Il protocollo di autenticazione della password è un modo per inviare password su una rete. Le password vengono inviate non crittografate dopo che è stato effettuato un collegamento iniziale con il computer remoto. Questo protocollo non è considerato sicuro e viene utilizzato solo quando ci si connette a un computer Unix più vecchio che non supporta un’autenticazione più sicura.
La connessione iniziale avviene tramite un handshake bidirezionale. Una volta stabilito il collegamento iniziale, la coppia ID/password viene inviata al server remoto. La richiesta di autenticazione viene inviata ripetutamente dal client fino a quando la richiesta non viene riconosciuta o terminata. Per accettare la password, il server remoto deve trasmettere un pacchetto del protocollo di autenticazione della password con il codice impostato su autenticare-riconoscimento. Se la password non viene accettata, il server remoto deve trasmettere un pacchetto del protocollo di autenticazione della password con il codice impostato su autenticare-nak e la connessione viene terminata.

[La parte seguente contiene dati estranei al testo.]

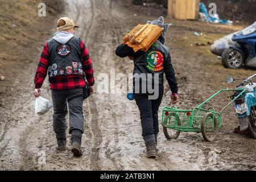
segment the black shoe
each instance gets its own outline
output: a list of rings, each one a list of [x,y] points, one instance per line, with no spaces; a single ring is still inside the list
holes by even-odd
[[[81,149],[81,142],[82,132],[79,130],[71,131],[71,144],[72,146],[71,151],[76,157],[79,157],[82,155]]]
[[[76,157],[80,157],[82,155],[81,147],[75,144],[72,144],[72,149],[71,149],[71,151]]]
[[[58,146],[57,147],[57,150],[64,151],[67,149],[66,148],[67,141],[65,139],[57,140],[57,143],[58,144]]]

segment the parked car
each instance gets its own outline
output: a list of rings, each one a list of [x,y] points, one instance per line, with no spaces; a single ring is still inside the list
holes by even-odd
[[[256,22],[244,30],[216,41],[210,51],[221,56],[223,65],[240,68],[243,65],[256,68]]]

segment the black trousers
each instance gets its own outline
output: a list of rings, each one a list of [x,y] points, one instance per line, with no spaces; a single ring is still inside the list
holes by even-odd
[[[148,100],[148,94],[134,94],[136,104],[141,113],[142,136],[157,134],[159,132],[158,109],[161,104],[164,88],[159,85],[159,94],[156,100]]]
[[[69,133],[71,134],[71,131],[74,129],[80,130],[84,133],[82,96],[82,88],[60,91],[52,90],[54,109],[53,129],[55,133],[65,133],[67,127],[65,118],[68,113],[67,102],[69,110]]]

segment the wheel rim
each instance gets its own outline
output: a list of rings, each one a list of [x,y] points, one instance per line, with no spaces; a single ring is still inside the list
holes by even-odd
[[[171,114],[168,117],[167,119],[164,122],[164,130],[166,130],[167,132],[167,135],[168,135],[168,138],[171,139],[177,139],[177,138],[180,135],[180,131],[178,130],[175,130],[167,127],[164,126],[164,125],[171,126],[174,125],[174,121],[175,120],[175,117],[174,115]],[[179,123],[179,119],[178,119],[177,123]],[[179,124],[178,124],[179,125]]]
[[[177,135],[180,134],[180,131],[168,127],[166,127],[166,130],[171,138],[176,138]]]
[[[239,67],[243,63],[243,58],[241,53],[237,51],[231,52],[228,57],[228,64],[233,68]]]

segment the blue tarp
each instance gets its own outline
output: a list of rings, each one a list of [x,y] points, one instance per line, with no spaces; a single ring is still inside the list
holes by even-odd
[[[207,8],[203,2],[200,2],[200,13],[203,13],[205,15],[205,20],[207,22],[210,23],[219,23],[221,24],[232,24],[232,22],[229,21],[226,19],[220,19],[218,18],[214,18],[209,15],[208,11]]]

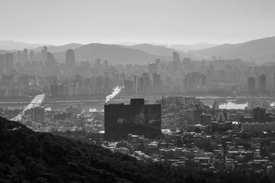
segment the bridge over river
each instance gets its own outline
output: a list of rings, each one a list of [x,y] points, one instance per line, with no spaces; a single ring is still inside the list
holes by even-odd
[[[22,117],[24,115],[25,111],[41,106],[45,99],[45,94],[38,95],[35,96],[35,97],[28,104],[17,116],[11,119],[11,121],[21,121]]]

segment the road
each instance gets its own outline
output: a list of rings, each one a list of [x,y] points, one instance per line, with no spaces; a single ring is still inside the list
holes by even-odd
[[[28,104],[27,106],[24,108],[21,112],[20,112],[17,116],[11,119],[10,120],[20,121],[22,119],[22,117],[24,115],[25,111],[41,106],[42,103],[44,101],[44,98],[45,94],[35,96],[35,97],[29,103],[29,104]]]

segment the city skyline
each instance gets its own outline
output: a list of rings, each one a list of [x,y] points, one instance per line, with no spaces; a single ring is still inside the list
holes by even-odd
[[[274,3],[58,1],[41,8],[41,1],[1,1],[6,8],[0,15],[7,18],[2,23],[9,29],[0,30],[1,40],[52,45],[237,43],[274,36]]]

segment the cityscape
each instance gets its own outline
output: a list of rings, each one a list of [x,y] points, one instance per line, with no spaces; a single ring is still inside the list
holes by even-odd
[[[19,1],[16,6],[25,7]],[[274,182],[275,27],[267,23],[274,2],[107,1],[114,10],[104,3],[73,1],[67,10],[57,3],[52,13],[62,12],[56,17],[82,31],[49,15],[54,34],[45,14],[41,19],[48,27],[22,25],[28,36],[16,36],[10,23],[10,33],[0,30],[1,182]],[[232,5],[236,21],[211,9],[204,23],[200,3],[217,5],[219,13]],[[31,4],[36,8],[42,1]],[[95,12],[109,12],[98,19],[82,12],[92,5]],[[170,12],[169,20],[155,5]],[[186,15],[169,8],[184,5],[200,10],[186,12],[194,21],[199,18],[202,36],[191,23],[178,26],[182,33],[164,26]],[[144,8],[145,15],[135,7]],[[74,8],[75,18],[67,12]],[[49,7],[36,10],[43,8]],[[14,14],[22,11],[15,9]],[[240,11],[251,17],[238,20]],[[89,25],[86,14],[94,21]],[[214,19],[221,25],[211,27]],[[266,30],[252,31],[252,20]],[[227,25],[236,25],[234,36]],[[73,32],[79,35],[72,37]]]

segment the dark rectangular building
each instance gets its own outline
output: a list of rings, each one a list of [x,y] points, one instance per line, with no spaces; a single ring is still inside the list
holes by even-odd
[[[128,134],[155,138],[161,135],[161,105],[144,104],[144,99],[131,99],[129,105],[104,105],[105,138],[126,139]]]

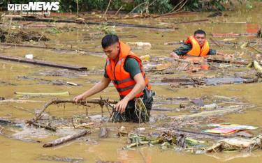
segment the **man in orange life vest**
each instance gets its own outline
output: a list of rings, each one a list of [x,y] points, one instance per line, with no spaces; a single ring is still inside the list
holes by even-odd
[[[101,81],[89,90],[75,97],[75,102],[101,92],[112,81],[117,88],[120,101],[116,104],[112,116],[114,122],[149,121],[154,93],[143,70],[141,60],[131,51],[129,45],[119,41],[115,35],[107,35],[102,39],[102,47],[108,56],[105,73]],[[147,110],[140,117],[135,114],[135,102],[141,98]],[[141,102],[141,100],[140,100]],[[143,110],[144,111],[144,110]]]
[[[184,45],[174,50],[170,55],[175,59],[184,59],[189,56],[205,57],[208,55],[221,55],[233,57],[232,55],[227,55],[210,49],[209,43],[205,39],[205,32],[200,29],[194,32],[194,36],[188,37]]]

Il protocollo di autenticazione della password è considerato un metodo non sicuro di trasmissione delle password. Le password vengono inviate attraverso la rete in forma di testo semplice e sono facilmente leggibili dai pacchetti Point-to-Point Protocol (PPP). Non sono presenti dispositivi di protezione per proteggere la password da sniffing, riproduzione o attacchi per tentativi ed errori. Inoltre, il client è responsabile della frequenza e dei tempi dei tentativi di connessione della password.
Il protocollo di autenticazione della password è stato superato da protocolli più sicuri come il Challenge Handshake Protocol (CHAP) e l’Extensible Authentication Protocol (EAP). I protocolli più sicuri utilizzano tecniche di crittografia per scopi di autenticazione. CHAP è utilizzato dai server PPP. EAP viene utilizzato sia dalle reti wireless che dalle connessioni punto-punto.
Il protocollo Challenge Handshake verifica l’identità del cliente tramite una stretta di mano a tre vie e un segreto condiviso. Dopo aver stabilito il collegamento iniziale, il server remoto invia un messaggio di verifica al client. Il client calcola una funzione hash unidirezionale che combina la sfida e il segreto e invia la funzione hash al server.
Il server controlla il valore rispetto al proprio valore calcolato e riconosce la connessione se corrisponde. Se i valori hash non corrispondono, la connessione viene terminata. Questa procedura viene ripetuta a intervalli casuali mentre client e server sono connessi.
L’Extensible Authentication Protocol è un framework di autenticazione, non un vero protocollo di autenticazione. EAP definisce solo il formato del messaggio e fornisce funzioni comuni e negoziazione dei metodi di autenticazione. Esistono numerosi protocolli EAP definiti sia da Request for Comments (RFC) che da fornitori specifici.